Ace Magashule, secretary-general and one of the top six most powerful officials of the ANC, faces allegations related to a contract to audit houses with asbestos roofs awarded while he was premier of the Free State province.
He was not asked to plead in his first court appearance, where he faced 21 charges of corruption and fraud, but has previously denied any wrongdoing.
The charges have put him on a collision course with President Cyril Ramaphosa, who has pledged to clean up the ANC’s image with a tough stance on corruption, but whose detractors accuse him of using it to sideline his opponents.
Magistrate Amos Moos at the Bloemfontein Magistrate Court set the bail for Magashule at 200,000 rand ($12,823.72) and ordered him to appear before the court on Feb. 19.
“We expect to add three more accused on the charge-sheet,” the National Prosecuting Authority said in a statement.
Outside the court, thousands of supporters denounced the trial as a witch hunt, chanting, dancing and waving banners reading “Hands off Comrade Magashule”.

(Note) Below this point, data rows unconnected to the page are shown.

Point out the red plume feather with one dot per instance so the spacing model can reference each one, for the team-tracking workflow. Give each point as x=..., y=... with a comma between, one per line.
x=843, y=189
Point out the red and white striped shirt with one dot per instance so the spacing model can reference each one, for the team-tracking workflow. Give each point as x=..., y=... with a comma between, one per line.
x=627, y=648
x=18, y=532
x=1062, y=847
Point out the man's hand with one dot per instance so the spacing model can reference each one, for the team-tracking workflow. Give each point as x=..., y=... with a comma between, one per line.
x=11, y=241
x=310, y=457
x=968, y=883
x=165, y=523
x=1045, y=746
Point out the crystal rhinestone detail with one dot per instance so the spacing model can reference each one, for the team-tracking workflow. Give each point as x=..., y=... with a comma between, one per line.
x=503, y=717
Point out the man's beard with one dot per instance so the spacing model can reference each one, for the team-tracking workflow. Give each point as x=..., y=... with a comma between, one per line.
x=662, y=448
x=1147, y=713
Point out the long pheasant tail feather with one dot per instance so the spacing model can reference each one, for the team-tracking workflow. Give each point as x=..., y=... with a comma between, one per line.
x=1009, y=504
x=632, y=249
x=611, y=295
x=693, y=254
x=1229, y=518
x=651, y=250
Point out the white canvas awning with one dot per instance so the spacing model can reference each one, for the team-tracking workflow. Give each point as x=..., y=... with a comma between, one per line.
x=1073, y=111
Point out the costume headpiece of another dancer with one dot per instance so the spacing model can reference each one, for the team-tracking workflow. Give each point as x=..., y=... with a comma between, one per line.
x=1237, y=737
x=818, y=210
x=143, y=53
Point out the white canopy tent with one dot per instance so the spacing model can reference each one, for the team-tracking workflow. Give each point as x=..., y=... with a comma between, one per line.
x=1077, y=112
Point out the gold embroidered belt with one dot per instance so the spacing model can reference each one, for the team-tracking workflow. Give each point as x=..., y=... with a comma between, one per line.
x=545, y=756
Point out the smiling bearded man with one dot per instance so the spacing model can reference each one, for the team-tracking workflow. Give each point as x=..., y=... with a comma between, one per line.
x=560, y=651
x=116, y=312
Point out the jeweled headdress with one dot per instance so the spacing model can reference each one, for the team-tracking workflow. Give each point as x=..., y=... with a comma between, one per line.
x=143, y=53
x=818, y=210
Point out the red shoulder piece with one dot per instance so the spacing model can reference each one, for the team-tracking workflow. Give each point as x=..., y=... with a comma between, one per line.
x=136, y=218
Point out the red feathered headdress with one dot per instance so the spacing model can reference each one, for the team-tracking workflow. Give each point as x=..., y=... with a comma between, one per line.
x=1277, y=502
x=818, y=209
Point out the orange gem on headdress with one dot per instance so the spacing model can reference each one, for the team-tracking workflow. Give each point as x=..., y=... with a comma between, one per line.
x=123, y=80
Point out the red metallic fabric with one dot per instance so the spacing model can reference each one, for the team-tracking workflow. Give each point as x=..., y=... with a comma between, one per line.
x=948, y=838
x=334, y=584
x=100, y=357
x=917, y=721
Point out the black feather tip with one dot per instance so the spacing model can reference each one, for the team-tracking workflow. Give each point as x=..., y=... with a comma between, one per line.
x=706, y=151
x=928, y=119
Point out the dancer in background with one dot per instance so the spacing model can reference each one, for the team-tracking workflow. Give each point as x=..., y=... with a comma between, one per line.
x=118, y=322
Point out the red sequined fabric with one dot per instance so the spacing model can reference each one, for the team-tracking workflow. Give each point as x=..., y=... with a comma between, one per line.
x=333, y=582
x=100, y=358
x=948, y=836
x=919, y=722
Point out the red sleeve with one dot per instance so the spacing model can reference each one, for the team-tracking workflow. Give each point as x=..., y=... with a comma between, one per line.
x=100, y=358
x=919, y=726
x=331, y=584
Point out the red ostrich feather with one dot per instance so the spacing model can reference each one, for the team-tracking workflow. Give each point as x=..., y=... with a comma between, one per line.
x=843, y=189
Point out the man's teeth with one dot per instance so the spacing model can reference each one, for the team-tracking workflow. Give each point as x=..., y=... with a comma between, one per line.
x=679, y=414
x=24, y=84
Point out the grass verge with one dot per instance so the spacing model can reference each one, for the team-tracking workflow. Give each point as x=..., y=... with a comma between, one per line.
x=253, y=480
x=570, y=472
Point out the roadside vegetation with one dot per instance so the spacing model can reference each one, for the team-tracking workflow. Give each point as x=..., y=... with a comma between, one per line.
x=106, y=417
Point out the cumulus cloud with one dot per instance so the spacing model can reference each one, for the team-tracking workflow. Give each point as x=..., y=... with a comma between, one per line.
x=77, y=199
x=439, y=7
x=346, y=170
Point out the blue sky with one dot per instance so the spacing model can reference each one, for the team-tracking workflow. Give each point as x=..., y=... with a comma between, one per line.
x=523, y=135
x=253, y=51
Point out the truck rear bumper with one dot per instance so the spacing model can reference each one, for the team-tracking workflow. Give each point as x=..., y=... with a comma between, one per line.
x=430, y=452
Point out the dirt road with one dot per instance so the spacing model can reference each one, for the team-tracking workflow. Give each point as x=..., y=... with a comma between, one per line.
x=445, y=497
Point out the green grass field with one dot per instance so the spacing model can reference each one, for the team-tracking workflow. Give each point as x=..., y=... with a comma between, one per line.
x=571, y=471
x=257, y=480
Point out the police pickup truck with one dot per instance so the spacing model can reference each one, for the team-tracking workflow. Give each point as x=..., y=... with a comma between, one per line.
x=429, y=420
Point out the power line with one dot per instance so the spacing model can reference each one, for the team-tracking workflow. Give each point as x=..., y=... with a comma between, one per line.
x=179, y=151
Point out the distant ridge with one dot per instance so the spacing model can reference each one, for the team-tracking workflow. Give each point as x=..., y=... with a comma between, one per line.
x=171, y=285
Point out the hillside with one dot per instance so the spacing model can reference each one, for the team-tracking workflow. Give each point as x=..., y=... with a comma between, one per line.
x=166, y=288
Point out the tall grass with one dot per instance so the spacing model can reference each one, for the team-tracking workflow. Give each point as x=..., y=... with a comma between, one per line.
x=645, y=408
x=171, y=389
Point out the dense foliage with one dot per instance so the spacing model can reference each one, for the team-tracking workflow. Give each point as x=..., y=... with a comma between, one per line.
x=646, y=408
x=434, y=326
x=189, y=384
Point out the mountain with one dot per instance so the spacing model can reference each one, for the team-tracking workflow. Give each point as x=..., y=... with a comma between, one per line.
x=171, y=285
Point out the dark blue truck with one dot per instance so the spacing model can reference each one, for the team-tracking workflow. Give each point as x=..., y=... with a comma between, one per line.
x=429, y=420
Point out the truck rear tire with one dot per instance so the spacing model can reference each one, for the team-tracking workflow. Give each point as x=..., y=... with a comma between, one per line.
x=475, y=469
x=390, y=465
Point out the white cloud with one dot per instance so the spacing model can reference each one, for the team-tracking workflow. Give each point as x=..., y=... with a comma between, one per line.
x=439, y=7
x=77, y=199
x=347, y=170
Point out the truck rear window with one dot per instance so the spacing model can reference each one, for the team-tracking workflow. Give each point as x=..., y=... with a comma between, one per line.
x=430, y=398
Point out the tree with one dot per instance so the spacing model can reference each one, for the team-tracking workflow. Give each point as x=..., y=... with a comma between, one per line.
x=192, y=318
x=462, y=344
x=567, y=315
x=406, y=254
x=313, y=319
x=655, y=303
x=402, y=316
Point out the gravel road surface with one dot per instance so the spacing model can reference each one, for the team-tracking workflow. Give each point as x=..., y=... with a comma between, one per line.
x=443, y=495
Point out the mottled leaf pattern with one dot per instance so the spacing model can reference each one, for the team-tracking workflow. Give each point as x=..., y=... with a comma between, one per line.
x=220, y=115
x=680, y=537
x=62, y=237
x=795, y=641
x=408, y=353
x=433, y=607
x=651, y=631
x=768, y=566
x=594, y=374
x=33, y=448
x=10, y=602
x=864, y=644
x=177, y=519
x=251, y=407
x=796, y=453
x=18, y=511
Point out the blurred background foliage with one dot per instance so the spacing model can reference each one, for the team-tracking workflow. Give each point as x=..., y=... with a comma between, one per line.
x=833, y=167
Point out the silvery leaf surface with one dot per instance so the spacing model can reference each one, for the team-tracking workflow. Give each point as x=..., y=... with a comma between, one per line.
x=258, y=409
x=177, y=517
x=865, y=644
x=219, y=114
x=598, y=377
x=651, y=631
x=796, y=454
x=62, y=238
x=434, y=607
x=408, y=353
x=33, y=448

After appearing, Magashule, who had handed himself in to police earlier in the day, stepped outside to address the crowd. “I will only step aside if I am asked by the branches who voted me,” he said, to loud applause.
Some protesters tried to tear down a barbed wire cordon around the court while others burned yellow ANC T-shirts bearing Ramaphosa’s face, calling on him to step down.
“If you arrest Ace Magashule, you arrest the whole ANC!” one demonstrator shouted.
Magashule is the most high-profile politician to be tried since former president Jacob Zuma, whose trial on graft charges resumes in December.
Magashule is from a faction within the governing party that has pushed radical economic transformation and has at times appeared at odds with the Ramaphosa since he replaced Zuma as head of state in February 2018.
“This is a stress test for the ANC,” said independent political analyst Daniel Silke. “Whilst there will be a pushback from those implicated in corruption…, (who) will try to factionalize the debate…, the president has sufficient strength within the broader ANC to withstand this.”